New Study Suggests We’re All Basically Programmed to See Women as Objects

I found this on my car the other day, and thought, “Yes, yes, yes, no, because I don’t wear jeans.”

If you often feel like you’re not psychologically capable of seeing your body not broken down into its component parts, it turns out you may be literally correct. A study published this week in the European Journal of Social Psychology looked at the way individuals process images of women and men, and found a striking difference between the two.

In the experiments, participants were shown an image of a fully clothed person from head to knee. Then they were shown two other images, each of a specific part of the person. One of these images would be slightly modified, the other was not. The participants then had to quickly indicate which of these parts they had seen before. What they found was that regardless of gender, women’s disembodied parts were far more readily recognized and remembered than men’s.

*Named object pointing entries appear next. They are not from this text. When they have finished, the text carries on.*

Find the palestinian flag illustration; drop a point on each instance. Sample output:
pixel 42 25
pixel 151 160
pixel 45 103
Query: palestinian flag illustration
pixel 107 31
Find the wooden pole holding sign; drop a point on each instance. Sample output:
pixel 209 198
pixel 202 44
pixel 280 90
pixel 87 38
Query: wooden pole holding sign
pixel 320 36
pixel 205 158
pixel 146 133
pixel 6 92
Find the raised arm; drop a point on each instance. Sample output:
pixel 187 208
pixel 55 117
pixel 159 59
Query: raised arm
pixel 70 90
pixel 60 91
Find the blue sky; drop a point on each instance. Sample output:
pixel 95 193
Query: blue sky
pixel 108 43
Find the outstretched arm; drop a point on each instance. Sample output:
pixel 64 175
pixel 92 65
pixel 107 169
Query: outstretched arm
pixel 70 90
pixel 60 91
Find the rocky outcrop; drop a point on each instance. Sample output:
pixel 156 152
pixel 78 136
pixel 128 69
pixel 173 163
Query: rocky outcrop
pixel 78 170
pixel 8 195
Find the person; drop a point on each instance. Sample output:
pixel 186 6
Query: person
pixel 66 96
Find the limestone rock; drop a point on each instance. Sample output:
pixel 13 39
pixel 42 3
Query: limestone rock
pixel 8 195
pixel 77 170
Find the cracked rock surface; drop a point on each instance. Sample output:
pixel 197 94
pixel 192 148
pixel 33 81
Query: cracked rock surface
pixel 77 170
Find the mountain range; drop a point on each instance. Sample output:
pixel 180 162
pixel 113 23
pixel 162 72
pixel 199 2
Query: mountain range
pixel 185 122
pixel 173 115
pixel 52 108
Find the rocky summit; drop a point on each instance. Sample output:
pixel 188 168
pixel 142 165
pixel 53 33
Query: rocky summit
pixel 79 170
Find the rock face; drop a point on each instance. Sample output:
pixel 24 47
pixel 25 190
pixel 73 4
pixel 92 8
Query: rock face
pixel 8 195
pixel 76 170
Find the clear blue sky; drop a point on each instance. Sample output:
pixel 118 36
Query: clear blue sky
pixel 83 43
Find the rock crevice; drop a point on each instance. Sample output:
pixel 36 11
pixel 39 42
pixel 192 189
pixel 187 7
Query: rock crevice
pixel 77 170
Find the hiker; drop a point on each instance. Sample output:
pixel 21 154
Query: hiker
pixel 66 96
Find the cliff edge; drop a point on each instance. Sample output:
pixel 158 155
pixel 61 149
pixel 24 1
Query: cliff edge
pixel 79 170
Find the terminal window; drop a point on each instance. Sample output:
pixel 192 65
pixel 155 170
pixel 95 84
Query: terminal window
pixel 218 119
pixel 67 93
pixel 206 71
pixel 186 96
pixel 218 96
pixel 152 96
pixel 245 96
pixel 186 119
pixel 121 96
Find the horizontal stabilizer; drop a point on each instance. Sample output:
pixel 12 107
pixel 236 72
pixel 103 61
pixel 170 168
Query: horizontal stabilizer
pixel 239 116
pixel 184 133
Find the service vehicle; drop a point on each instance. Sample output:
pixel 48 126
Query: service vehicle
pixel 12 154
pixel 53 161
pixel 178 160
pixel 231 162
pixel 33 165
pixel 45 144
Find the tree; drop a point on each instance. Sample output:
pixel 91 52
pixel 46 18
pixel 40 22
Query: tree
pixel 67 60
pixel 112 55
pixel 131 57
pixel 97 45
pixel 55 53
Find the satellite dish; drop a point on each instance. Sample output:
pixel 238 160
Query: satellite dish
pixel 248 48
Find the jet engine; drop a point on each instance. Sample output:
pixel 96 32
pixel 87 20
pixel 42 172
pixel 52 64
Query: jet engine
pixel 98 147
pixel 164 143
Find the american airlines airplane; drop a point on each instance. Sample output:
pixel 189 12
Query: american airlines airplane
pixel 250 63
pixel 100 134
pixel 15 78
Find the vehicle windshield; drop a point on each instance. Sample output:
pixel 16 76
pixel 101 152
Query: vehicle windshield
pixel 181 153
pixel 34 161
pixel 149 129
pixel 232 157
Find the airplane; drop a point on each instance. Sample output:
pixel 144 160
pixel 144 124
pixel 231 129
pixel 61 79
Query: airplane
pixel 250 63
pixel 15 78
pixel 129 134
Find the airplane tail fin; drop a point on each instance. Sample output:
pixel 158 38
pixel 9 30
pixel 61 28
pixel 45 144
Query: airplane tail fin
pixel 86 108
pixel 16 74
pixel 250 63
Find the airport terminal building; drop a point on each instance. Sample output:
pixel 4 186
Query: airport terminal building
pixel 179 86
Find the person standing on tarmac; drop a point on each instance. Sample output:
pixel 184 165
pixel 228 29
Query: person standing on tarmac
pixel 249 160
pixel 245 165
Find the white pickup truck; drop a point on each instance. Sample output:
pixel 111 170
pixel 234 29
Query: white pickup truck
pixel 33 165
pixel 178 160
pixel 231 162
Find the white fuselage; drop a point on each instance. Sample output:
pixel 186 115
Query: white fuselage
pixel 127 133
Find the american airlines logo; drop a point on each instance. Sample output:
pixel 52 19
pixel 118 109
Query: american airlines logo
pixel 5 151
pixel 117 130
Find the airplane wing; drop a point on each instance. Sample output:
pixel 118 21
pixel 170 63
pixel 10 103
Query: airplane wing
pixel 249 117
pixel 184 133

When presented with images of men, perceivers tended to rely more on "global" cognitive processing, the mental method in which a person is perceived as a whole. Meanwhile, images of women were more often the subject of "local" cognitive processing, or the objectifying perception of something as an assemblage of its various parts.

[...] "Local processing underlies the way we think about objects: houses, cars and so on. But global processing should prevent us from that when it comes to people," Gervais said. "We don't break people down to their parts – except when it comes to women, which is really striking. Women were perceived in the same ways that objects are viewed."

So people are looking at your body like they do at a car. Does that make you feel AWESOME about yourself or WHAT?

While the study authors don’t go so far as to suggest why we process women’s bodies in this way, it seems pretty obvious to me that we see women as compilations of parts and not whole individuals because this is how women are frequently portrayed in media. It seems one of the things this research sought to investigate is whether this urge to view women as objects extends beyond media imagery and also affects how we all see normal real-life women every day. I don’t know why anyone would be surprised that it does, but hey, there’s scientific evidence for it now.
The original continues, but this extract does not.